Las micro y pequeñas empresas españolas avanzan en su transformación digital, pero no sin fricciones. En un contexto de incertidumbre económica, inflación persistente y mayor presión regulatoria, el reto ya no es tanto digitalizarse como hacerlo de forma eficiente. Así lo refleja el informe Radiografía económica y bancaria de la micro y pequeña empresa en España 2026, elaborado por Qonto en colaboración con IO Investigación.
Una de las conclusiones más significativas es la llamada “paradoja de la digitalización”. Las empresas con mayor nivel tecnológico no logran reducir su carga administrativa; de hecho, la incrementan. Un 23 % de las más digitalizadas dedica más de diez días al mes a estas tareas, frente a solo un 9 % en aquellas con menor digitalización. Además, la mitad de las primeras considera que estas obligaciones restan tiempo para decisiones estratégicas.
Detrás de esta situación está la fragmentación tecnológica. Lejos de simplificar procesos, muchas empresas operan con múltiples herramientas que no están integradas entre sí. El 75 % utiliza más de una plataforma para gestionar sus finanzas, lo que deriva en duplicidades, ineficiencias y una mayor carga de trabajo. Como resultado, casi la mitad de las compañías dedica entre dos y cinco días al mes a tareas administrativas vinculadas a la banca.
Pese a estas dificultades, la digitalización sí muestra efectos positivos en el estado de ánimo empresarial. Las empresas más avanzadas tecnológicamente son también las más optimistas: un 34 % confía en la evolución económica frente a solo un 16 % entre las menos digitalizadas. Esta diferencia también se refleja en indicadores emocionales como la tranquilidad o la confianza, que aumentan con el nivel digital, mientras disminuyen el estrés o la ansiedad.
El estudio también confirma un deterioro general del clima empresarial. Solo el 24 % de las compañías se declara optimista de cara al próximo año, frente al 32% del ejercicio anterior, mientras que más de la mitad muestra una visión pesimista. La inflación, la caída de la demanda y el aumento de la regulación concentran las principales preocupaciones.
En paralelo, se intensifica el distanciamiento con la banca tradicional. Un 59 % de las empresas percibe a las entidades como rígidas y poco transparentes en sus comisiones, y más de un tercio ha considerado cambiar a soluciones fintech.

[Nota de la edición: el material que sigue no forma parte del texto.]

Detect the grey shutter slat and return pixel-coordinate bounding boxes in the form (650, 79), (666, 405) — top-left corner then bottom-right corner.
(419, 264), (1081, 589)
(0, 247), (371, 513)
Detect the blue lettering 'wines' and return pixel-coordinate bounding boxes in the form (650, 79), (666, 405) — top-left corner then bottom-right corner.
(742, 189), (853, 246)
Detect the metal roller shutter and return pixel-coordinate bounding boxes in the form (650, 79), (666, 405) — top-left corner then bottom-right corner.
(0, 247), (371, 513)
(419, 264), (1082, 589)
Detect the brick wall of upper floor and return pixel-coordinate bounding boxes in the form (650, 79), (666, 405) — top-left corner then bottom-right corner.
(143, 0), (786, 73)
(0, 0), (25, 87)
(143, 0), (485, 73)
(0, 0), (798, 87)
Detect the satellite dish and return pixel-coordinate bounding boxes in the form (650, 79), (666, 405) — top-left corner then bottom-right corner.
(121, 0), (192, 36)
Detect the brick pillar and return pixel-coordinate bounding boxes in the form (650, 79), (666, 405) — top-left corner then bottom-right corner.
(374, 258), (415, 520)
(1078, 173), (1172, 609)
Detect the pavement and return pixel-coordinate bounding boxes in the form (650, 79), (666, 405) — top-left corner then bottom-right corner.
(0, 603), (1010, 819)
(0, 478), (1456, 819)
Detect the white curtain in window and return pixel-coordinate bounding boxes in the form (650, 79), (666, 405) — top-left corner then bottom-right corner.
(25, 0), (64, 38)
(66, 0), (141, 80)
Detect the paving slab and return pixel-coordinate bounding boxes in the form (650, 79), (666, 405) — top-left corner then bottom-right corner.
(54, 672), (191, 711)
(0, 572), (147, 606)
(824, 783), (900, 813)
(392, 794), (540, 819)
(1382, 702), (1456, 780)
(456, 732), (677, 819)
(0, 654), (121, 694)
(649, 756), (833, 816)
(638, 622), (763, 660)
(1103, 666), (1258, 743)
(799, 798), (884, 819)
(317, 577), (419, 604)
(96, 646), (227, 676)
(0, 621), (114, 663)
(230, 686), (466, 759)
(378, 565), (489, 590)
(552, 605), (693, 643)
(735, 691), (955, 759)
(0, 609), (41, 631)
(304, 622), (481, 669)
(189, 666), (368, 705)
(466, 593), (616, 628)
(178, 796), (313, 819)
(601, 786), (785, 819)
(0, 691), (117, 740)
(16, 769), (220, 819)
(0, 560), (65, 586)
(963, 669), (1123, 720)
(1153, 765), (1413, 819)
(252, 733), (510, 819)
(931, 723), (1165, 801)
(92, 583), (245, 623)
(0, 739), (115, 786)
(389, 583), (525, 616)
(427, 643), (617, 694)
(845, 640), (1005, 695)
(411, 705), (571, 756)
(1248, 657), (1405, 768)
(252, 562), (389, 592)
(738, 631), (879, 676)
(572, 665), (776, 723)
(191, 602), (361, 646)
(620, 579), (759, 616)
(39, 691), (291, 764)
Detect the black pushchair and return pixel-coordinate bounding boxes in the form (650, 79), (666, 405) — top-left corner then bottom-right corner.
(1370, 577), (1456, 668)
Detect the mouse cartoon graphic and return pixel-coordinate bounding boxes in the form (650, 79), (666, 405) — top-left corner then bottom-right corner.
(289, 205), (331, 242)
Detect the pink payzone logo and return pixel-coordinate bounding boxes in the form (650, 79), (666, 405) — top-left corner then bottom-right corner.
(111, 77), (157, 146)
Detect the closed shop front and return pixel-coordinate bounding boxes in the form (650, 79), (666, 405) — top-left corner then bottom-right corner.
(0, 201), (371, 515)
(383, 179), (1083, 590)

Este porcentaje se eleva hasta el 48 % entre las empresas más digitalizadas, lo que evidencia un cambio de expectativas en el tejido empresarial.
La adopción de alternativas digitales ya está en marcha: el 22 % de las empresas utiliza actualmente soluciones financieras digitales, el doble que el año anterior. Más allá de la confianza y la seguridad, factores como la transparencia, la rapidez o la facilidad de uso ganan peso a la hora de elegir proveedor financiero.

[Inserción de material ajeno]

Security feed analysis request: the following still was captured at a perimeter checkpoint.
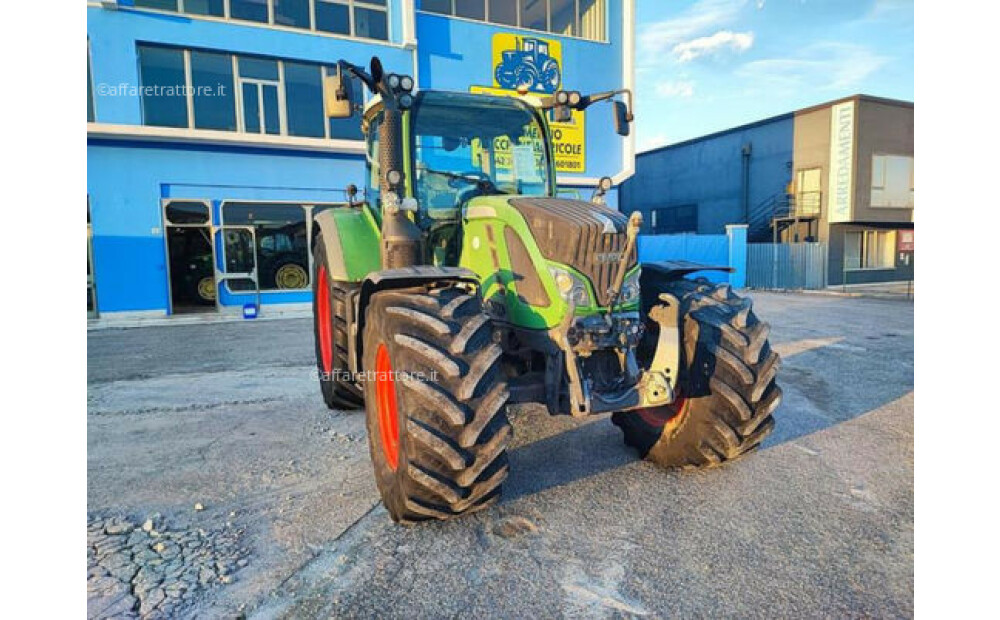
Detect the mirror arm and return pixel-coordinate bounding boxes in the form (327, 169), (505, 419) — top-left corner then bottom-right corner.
(574, 88), (633, 122)
(337, 60), (380, 95)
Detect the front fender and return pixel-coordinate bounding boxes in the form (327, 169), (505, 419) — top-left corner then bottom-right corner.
(350, 265), (479, 372)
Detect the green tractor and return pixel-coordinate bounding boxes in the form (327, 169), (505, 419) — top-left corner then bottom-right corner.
(313, 58), (781, 523)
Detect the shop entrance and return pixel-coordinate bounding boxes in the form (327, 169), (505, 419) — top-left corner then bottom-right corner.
(163, 201), (217, 314)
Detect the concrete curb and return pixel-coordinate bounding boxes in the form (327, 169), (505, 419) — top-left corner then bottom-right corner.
(87, 310), (312, 332)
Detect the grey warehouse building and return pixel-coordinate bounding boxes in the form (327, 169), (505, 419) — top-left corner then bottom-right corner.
(619, 95), (914, 284)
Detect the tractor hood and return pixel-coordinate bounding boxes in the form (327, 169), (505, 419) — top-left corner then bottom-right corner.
(510, 197), (636, 306)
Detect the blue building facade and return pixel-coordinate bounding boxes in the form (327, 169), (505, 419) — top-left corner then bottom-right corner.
(87, 0), (634, 318)
(621, 114), (795, 235)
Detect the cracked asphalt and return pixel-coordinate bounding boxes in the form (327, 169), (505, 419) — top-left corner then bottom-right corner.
(87, 292), (913, 618)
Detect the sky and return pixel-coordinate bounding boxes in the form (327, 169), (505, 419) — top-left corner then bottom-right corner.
(635, 0), (913, 151)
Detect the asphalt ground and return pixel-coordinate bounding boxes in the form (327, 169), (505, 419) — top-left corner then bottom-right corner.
(87, 293), (913, 618)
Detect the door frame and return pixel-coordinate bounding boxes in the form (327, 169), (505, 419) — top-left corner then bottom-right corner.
(160, 198), (216, 316)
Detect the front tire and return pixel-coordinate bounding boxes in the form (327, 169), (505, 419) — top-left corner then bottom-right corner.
(612, 279), (781, 468)
(363, 287), (512, 523)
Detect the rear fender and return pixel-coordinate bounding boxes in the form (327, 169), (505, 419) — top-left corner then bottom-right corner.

Otro de los frentes de transformación es la facturación electrónica, cuyo despliegue avanza de forma desigual. Mientras un 23 % ya la ha integrado plenamente, más de un tercio sigue en fase de prueba y casi un 30 % aún no la contempla. Curiosamente, son los empresarios de mayor edad quienes presentan mayores niveles de adopción.
Por generaciones, los más jóvenes lideran la digitalización financiera, lo que apunta a un relevo progresivo en la forma de gestionar las empresas. Sin embargo, el estudio sugiere que el verdadero desafío no es incorporar más tecnología, sino lograr que esta funcione de manera coordinada.
En este escenario, las pymes españolas afrontan un punto de inflexión. La digitalización, lejos de ser una solución automática, plantea nuevos retos operativos. La capacidad de simplificar procesos, integrar herramientas y ganar visibilidad financiera se perfila como el factor que marcará la diferencia en un entorno cada vez más exigente.